Моряк Мишка
Маме Шуре очень нравилось ассистировать на операции. Особенно готовить хирургические инструменты. Разбирать, стерилизовать, подавать их по команде хирурга. Эта любовь к инструментам появилась ещё на заводе, когда работала чертёжницей. Очень нравилось вычерчивать различные детальки. И уже после войны эта страсть продолжилась – работала в стоматологии, тоже инструменты готовила. Но это отступление.
Операции были разные. Сложные и не очень. Перед операцией раненому делали наркоз, по-видимому хлороформом. Сначала небольшую дозу. А потом основную – «рауш», кажется, назывался.
Реакция на начальную дозу была у всех разная. Некоторые лезли драться. Таким сразу давали основную дозу. Был случай – раненый после первой дозы наркоза стал объясняться хирургу в любви. Хирург сказал: «Пусть спит».
А в этот раз привезли крепкого солдатика, операция была сложная, но он был в сознании. Что-то извлекали, осколок или ещё что.
Дали начальную дозу наркоза, и больной запел:
Хирург говорит:
– Пусть допоет…
Так до конца песню про моряка Мишку и дослушали.
Со мной, видимо, под впечатлением рассказа мамы такой же случай был. Мне аппендицит резали, а его прозевали, и был гангренозный. Так я тоже пел. Как потом сестра сказала: «Пел, но очень тихо». Но не про моряка Мишку, а «Бригантину».
Были и менее романтические случаи.
Делали операцию по ампутации конечности, ноги. Шура готовила инструменты, в том числе и пилу, кость перепиливать. Её подружка должна была держать ногу.
Операция идёт своим чередом. Подружка ногу держит. От кости отделяют мышцы, кость перепиливают. Нога остаётся в руках сестрички…
И та валится вместе с ногой в обморок.
Вставим историю деда Сергея Кузьмича. Она, правда, довольно короткая. За подробностями хоть на могилу матери езжай, чтоб вразумила. Вдруг посидишь рядом и что-то ещё вспомнишь…
Дед служил на батарее ПВО на Заставе Ильича. Иногда отпускали домой на побывку. Знаете, как в песне:
Ещё случались налёты – видимо, был 1942 год. Прозвучала тревога, дед, согласно номеру расчёта, полез снимать чехол с дула зенитки. И тут кто-то нажал на спуск… Пушка выстрелила, и всё бы ничего, но дед животом оперся о ствол. Удар был очень сильный. Сказалось через несколько лет. Умер в сорок шестом году.
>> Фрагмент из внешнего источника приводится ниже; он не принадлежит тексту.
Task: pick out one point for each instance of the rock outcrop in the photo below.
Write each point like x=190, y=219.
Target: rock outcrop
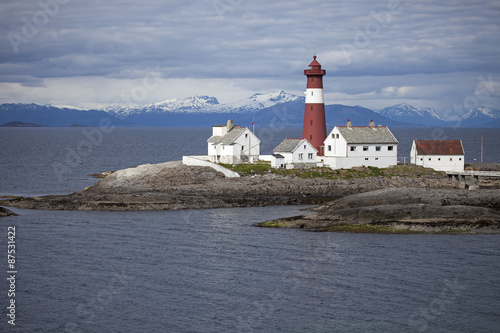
x=5, y=212
x=406, y=209
x=172, y=185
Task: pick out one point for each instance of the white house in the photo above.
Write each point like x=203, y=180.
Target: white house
x=442, y=155
x=350, y=146
x=294, y=153
x=233, y=144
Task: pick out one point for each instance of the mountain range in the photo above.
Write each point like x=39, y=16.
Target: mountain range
x=276, y=109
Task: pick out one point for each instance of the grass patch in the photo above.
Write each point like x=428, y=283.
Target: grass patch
x=11, y=197
x=272, y=224
x=411, y=171
x=370, y=229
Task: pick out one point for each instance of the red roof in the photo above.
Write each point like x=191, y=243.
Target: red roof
x=439, y=147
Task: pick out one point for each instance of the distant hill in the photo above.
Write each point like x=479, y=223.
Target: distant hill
x=277, y=109
x=21, y=124
x=481, y=116
x=54, y=116
x=414, y=115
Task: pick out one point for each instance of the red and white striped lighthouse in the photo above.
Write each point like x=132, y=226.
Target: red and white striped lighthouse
x=314, y=129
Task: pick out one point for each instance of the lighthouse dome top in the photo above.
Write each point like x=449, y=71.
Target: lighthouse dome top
x=314, y=63
x=314, y=68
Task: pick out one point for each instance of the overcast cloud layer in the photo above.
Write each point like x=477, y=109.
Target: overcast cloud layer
x=376, y=53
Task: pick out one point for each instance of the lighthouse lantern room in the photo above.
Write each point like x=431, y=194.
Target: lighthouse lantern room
x=314, y=128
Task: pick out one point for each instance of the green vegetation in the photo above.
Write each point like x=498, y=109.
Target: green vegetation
x=370, y=228
x=11, y=197
x=412, y=171
x=273, y=224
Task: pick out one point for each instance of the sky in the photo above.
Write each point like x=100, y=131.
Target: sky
x=440, y=54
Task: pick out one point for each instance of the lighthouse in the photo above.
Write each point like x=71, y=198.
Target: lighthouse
x=314, y=129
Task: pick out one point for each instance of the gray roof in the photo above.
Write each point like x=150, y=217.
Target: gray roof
x=366, y=134
x=287, y=145
x=228, y=138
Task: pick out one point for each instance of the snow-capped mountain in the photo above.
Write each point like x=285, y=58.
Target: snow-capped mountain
x=481, y=111
x=189, y=104
x=206, y=104
x=410, y=114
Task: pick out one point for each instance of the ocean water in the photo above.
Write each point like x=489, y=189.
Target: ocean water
x=211, y=270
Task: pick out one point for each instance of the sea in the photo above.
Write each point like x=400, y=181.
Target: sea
x=212, y=270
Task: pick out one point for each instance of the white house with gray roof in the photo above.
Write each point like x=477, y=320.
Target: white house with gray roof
x=294, y=153
x=351, y=146
x=233, y=144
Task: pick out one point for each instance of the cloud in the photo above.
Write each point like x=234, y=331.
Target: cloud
x=424, y=51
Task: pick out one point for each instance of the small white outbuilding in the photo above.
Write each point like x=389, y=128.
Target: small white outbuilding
x=294, y=153
x=441, y=155
x=354, y=146
x=231, y=144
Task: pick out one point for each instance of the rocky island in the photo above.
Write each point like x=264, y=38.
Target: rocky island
x=402, y=197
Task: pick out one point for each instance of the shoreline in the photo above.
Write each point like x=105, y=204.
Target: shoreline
x=400, y=199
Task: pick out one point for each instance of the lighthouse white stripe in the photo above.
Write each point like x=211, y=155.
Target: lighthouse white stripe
x=314, y=95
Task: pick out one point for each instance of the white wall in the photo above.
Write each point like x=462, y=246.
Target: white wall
x=305, y=149
x=438, y=162
x=338, y=146
x=203, y=161
x=341, y=156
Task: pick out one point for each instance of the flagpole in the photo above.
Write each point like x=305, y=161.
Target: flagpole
x=481, y=148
Ближе к окончанию войны девчонок, санитарок, а они курсы уже окончили, стали направлять на работу в другие больницы. Раненые были, но уже меньше, и госпиталю имени Бурденко столько санитарок не требовалось.
Маму распределили в управление «ЛечСаноПро-Кремля», – так, по крайней мере, я запомнил.
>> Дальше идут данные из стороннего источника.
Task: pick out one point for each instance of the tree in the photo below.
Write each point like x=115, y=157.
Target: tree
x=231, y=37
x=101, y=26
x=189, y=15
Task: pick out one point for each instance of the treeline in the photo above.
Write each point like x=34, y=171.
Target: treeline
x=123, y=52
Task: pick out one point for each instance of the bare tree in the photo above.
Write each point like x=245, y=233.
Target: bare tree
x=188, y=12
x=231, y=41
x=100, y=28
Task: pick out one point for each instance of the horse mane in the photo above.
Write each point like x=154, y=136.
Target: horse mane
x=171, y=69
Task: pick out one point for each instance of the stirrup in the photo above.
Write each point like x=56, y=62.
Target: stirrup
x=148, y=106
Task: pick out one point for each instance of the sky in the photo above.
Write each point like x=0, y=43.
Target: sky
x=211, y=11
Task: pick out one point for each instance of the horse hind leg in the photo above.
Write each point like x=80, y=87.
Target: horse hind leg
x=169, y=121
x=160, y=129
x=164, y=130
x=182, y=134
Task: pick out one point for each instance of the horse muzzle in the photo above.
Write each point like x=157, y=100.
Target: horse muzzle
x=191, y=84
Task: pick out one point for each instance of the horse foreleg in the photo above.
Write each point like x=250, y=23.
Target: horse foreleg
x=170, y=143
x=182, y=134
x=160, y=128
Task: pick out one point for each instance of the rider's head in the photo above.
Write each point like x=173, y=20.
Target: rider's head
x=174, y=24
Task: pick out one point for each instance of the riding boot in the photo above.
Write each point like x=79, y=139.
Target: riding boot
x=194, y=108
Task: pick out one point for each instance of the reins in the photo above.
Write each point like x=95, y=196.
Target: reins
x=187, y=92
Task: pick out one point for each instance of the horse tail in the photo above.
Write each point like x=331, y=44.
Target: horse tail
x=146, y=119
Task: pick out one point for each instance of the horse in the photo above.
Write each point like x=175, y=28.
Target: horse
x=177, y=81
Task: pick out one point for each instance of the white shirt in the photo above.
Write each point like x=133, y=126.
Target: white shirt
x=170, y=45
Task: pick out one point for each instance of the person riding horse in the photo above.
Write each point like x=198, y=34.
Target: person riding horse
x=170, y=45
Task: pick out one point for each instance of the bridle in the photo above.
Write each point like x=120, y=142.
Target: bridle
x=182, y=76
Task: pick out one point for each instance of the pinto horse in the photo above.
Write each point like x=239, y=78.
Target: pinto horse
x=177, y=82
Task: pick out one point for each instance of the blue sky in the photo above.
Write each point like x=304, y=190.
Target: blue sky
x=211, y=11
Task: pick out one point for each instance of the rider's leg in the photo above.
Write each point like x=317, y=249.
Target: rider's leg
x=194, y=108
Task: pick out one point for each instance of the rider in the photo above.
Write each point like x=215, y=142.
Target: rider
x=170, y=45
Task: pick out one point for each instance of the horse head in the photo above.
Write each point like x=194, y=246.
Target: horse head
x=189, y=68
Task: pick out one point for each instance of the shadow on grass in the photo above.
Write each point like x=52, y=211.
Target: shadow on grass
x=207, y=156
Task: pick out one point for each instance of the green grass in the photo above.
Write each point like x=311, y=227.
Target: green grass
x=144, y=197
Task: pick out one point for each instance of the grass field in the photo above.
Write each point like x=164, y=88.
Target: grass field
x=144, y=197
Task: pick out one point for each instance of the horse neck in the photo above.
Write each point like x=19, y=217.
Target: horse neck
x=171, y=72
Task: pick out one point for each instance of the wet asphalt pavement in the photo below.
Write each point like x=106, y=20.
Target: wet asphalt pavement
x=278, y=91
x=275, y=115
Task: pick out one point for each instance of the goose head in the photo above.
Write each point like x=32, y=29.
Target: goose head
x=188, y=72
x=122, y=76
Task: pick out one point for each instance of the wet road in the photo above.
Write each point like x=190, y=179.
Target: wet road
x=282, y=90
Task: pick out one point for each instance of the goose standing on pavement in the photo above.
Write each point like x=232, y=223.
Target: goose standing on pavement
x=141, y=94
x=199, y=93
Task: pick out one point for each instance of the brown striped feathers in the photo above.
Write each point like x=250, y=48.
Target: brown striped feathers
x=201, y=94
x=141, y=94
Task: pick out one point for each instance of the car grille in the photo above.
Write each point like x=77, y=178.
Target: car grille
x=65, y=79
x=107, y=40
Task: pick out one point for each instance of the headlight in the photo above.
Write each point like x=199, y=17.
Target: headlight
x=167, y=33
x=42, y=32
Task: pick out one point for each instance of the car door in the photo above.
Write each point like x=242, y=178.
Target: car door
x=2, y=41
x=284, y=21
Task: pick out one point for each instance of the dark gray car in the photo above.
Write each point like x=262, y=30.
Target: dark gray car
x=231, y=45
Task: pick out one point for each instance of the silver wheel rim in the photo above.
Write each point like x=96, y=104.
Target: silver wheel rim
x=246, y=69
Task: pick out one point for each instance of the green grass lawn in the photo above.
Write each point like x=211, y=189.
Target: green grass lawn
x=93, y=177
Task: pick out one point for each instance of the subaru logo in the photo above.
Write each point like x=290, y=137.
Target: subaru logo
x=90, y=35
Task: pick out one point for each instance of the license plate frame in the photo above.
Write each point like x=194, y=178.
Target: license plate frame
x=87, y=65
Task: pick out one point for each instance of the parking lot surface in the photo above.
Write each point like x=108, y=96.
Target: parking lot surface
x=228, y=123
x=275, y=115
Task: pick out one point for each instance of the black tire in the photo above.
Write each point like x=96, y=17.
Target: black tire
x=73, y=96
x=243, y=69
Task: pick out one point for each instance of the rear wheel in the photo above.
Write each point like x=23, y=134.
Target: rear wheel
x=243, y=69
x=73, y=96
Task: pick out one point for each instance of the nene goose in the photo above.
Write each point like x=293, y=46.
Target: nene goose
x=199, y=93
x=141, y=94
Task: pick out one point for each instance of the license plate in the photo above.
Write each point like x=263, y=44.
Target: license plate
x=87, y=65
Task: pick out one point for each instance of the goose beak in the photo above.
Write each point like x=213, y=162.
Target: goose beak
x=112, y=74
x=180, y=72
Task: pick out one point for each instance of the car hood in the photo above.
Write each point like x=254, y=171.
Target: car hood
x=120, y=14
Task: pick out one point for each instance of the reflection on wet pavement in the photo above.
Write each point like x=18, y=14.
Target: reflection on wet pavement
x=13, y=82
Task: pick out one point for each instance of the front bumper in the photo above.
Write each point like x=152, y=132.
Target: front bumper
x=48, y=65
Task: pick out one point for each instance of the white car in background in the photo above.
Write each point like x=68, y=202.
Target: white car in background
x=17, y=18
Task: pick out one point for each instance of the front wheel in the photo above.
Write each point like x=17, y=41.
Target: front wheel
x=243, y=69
Но это, видимо, рассказ уже о мирном времени.
Нужно рассказать один эпизод, связанный не с моими родителями, мамой моей бывшей – Ленки, в девичестве Завалько. Папа её Алексей Алексеевич тоже колоритная фигура. Боевой офицер. Воевал в артиллерийских частях резерва ставки. Участвовал в отражении прорыва танков под Икшей. Это когда сверхтяжёлая артиллерия била прямой наводкой из-за канала Москва-Волга по немецким танкам.
Но речь не о нём. Мама Елены Алексеевны – Нона Абрамовна, в девичестве Фарбер – формально еврейкой не была. Её мама – Макеева Зинаида Ивановна, естественно русская. Дочь большевика Макеева, машиниста паровоза, одного из основателей компартии Узбекистана, делавшего революцию в Ташкенте. А вот дед Ленки – Фарбер Абрам Исаакович – самый что ни на есть еврей. Он был создателем курортнооздоровительного хозяйства в Кисловодске. Там в его распоряжении был приличный деревянный дом с большим коридором, по которому можно было кататься на детском велосипеде. Зинаида Ивановна работала заведующей санаторной лабораторией.